His most recent books are Distant Justice: The Impact of the International Criminal Court on African Politics (Cambridge University Press, 2018) – which was shortlisted for the Raphael Lemkin Award for best book on genocide and mass violence – and The Gacaca Courts, Post-Genocide Justice and Reconciliation: Justice without Lawyers (CUP, 2010). He is currently completing a book on welfare, post-genocide inequality and reconciliation in Rwanda, to be published by Hurst and Co. and Oxford University Press.  

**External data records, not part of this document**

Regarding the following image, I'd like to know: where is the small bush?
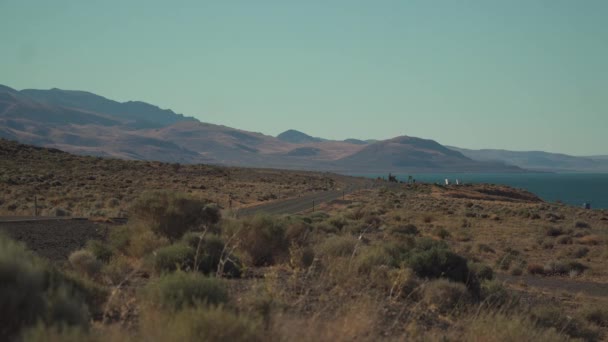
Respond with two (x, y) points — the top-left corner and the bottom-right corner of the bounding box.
(572, 247), (589, 258)
(86, 240), (113, 263)
(101, 254), (131, 285)
(356, 246), (399, 275)
(128, 227), (170, 258)
(481, 280), (517, 308)
(144, 271), (228, 310)
(154, 243), (195, 273)
(545, 227), (564, 237)
(68, 249), (103, 277)
(328, 215), (348, 231)
(182, 232), (241, 277)
(464, 313), (569, 342)
(581, 306), (608, 328)
(130, 191), (220, 240)
(577, 235), (604, 246)
(0, 235), (89, 340)
(391, 224), (420, 236)
(544, 261), (588, 275)
(317, 235), (357, 257)
(532, 306), (599, 341)
(239, 215), (289, 266)
(477, 243), (496, 253)
(422, 279), (472, 314)
(407, 239), (469, 283)
(468, 262), (494, 281)
(528, 264), (545, 275)
(496, 249), (520, 271)
(108, 226), (132, 252)
(435, 227), (452, 240)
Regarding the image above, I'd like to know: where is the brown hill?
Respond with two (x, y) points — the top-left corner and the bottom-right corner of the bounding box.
(0, 86), (520, 172)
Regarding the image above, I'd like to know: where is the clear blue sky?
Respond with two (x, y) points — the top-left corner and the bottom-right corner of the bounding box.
(0, 0), (608, 155)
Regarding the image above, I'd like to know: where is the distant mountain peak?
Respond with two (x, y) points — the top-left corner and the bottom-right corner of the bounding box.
(277, 129), (323, 144)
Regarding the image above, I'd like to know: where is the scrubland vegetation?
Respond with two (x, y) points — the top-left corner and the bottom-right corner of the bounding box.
(0, 139), (346, 217)
(0, 185), (608, 341)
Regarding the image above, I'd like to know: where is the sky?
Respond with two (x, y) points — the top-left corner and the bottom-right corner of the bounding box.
(0, 0), (608, 155)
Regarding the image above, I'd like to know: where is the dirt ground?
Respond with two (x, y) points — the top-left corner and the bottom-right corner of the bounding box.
(0, 220), (107, 261)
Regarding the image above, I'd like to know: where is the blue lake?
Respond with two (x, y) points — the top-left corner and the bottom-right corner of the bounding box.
(360, 173), (608, 209)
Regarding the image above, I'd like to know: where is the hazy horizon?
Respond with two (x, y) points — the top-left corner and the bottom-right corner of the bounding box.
(0, 0), (608, 156)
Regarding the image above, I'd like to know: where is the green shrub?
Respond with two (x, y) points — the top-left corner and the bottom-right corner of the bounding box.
(239, 215), (289, 266)
(140, 306), (268, 342)
(496, 249), (521, 271)
(408, 239), (469, 283)
(127, 227), (170, 258)
(101, 254), (132, 285)
(391, 224), (420, 236)
(477, 243), (496, 253)
(317, 235), (357, 257)
(435, 227), (452, 240)
(0, 236), (88, 340)
(153, 243), (195, 273)
(422, 279), (472, 314)
(468, 262), (494, 281)
(108, 226), (132, 252)
(143, 271), (228, 310)
(86, 240), (113, 263)
(545, 227), (564, 237)
(531, 305), (599, 341)
(572, 247), (589, 258)
(356, 246), (399, 275)
(68, 249), (103, 277)
(21, 323), (92, 342)
(481, 280), (518, 308)
(581, 306), (608, 328)
(130, 191), (220, 240)
(328, 215), (348, 231)
(544, 260), (588, 275)
(464, 312), (570, 342)
(285, 216), (312, 246)
(182, 232), (242, 277)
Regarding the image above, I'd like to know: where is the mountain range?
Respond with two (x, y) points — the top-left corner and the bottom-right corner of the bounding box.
(0, 85), (608, 173)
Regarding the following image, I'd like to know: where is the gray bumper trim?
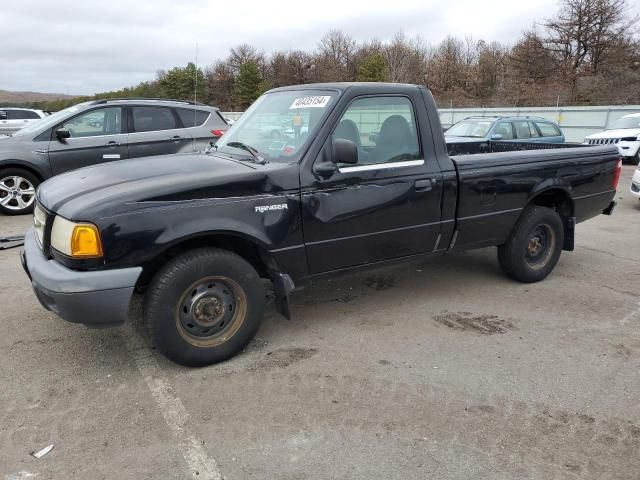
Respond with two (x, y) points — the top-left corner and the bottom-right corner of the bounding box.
(21, 229), (142, 326)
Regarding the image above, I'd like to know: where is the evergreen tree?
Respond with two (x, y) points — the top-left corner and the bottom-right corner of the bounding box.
(356, 53), (387, 82)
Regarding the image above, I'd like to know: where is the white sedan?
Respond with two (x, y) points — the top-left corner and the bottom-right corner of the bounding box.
(0, 107), (46, 134)
(631, 165), (640, 198)
(584, 113), (640, 165)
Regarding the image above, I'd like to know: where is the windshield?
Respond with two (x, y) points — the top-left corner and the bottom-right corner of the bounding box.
(215, 90), (337, 162)
(14, 105), (87, 136)
(445, 120), (493, 138)
(607, 116), (640, 130)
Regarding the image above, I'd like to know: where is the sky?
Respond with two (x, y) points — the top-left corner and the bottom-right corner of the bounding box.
(0, 0), (558, 94)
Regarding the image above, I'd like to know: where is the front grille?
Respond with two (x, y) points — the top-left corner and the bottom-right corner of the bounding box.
(33, 203), (47, 248)
(33, 202), (56, 257)
(587, 138), (620, 145)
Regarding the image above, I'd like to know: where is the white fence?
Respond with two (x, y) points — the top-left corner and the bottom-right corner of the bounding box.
(222, 105), (640, 142)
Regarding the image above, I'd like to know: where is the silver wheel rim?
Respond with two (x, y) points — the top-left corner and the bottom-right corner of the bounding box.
(0, 175), (36, 211)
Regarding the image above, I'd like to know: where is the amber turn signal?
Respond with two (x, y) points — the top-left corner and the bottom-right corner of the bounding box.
(71, 223), (102, 258)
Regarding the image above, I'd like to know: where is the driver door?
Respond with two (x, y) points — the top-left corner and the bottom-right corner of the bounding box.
(49, 107), (128, 175)
(302, 96), (442, 274)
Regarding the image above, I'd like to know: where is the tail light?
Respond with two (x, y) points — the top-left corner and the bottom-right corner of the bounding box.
(611, 158), (622, 189)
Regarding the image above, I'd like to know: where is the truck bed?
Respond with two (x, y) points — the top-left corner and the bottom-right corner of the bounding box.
(452, 146), (619, 250)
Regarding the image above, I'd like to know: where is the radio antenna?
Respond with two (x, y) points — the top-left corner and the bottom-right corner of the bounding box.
(193, 42), (198, 152)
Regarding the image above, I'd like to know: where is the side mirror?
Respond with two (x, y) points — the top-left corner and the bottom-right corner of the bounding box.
(331, 138), (358, 165)
(56, 128), (71, 141)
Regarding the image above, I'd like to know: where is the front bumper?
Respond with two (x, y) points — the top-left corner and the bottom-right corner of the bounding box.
(20, 229), (142, 327)
(618, 142), (640, 162)
(631, 167), (640, 198)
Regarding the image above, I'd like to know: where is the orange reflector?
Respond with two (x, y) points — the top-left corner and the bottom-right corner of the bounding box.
(71, 224), (102, 258)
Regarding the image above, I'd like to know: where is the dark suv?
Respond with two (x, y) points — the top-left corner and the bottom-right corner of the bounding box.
(0, 98), (228, 215)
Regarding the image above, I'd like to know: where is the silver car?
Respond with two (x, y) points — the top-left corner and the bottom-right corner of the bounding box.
(0, 98), (229, 215)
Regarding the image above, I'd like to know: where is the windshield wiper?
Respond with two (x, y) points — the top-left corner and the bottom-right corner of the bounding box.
(224, 142), (267, 165)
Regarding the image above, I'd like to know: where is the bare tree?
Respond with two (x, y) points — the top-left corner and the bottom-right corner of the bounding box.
(543, 0), (638, 98)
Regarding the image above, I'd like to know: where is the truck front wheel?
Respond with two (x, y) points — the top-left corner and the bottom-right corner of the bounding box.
(144, 248), (265, 366)
(498, 206), (564, 283)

In addition to being a member of IFIT’s Law and Peace Practice Group, Professor Clark is a member of the UN advisory group on reconciliation. In 2014, he founded the Research, Policy and Higher Education (RPHE) programme through the Aegis Trust in Kigali – designed to support the Rwandan research community – and in 2007 co-founded and convened the Oxford Transitional Justice Research (OTJR) network at the University of Oxford. 

His writing has appeared in The New York Times, Foreign Affairs, the Washington Post, the Guardian, Dissent, the East African, Prospect, Times Higher Education Supplement, the Australian and the BBC, CNN and Al Jazeera websites. He is a regular media contributor on the BBC, France 24, Al Jazeera, CNN, Deutsche Welle, TNT and Monocle 24. 

Professor Clark has a DPhil in Politics from the University of Oxford, where he studied as a Rhodes Scholar.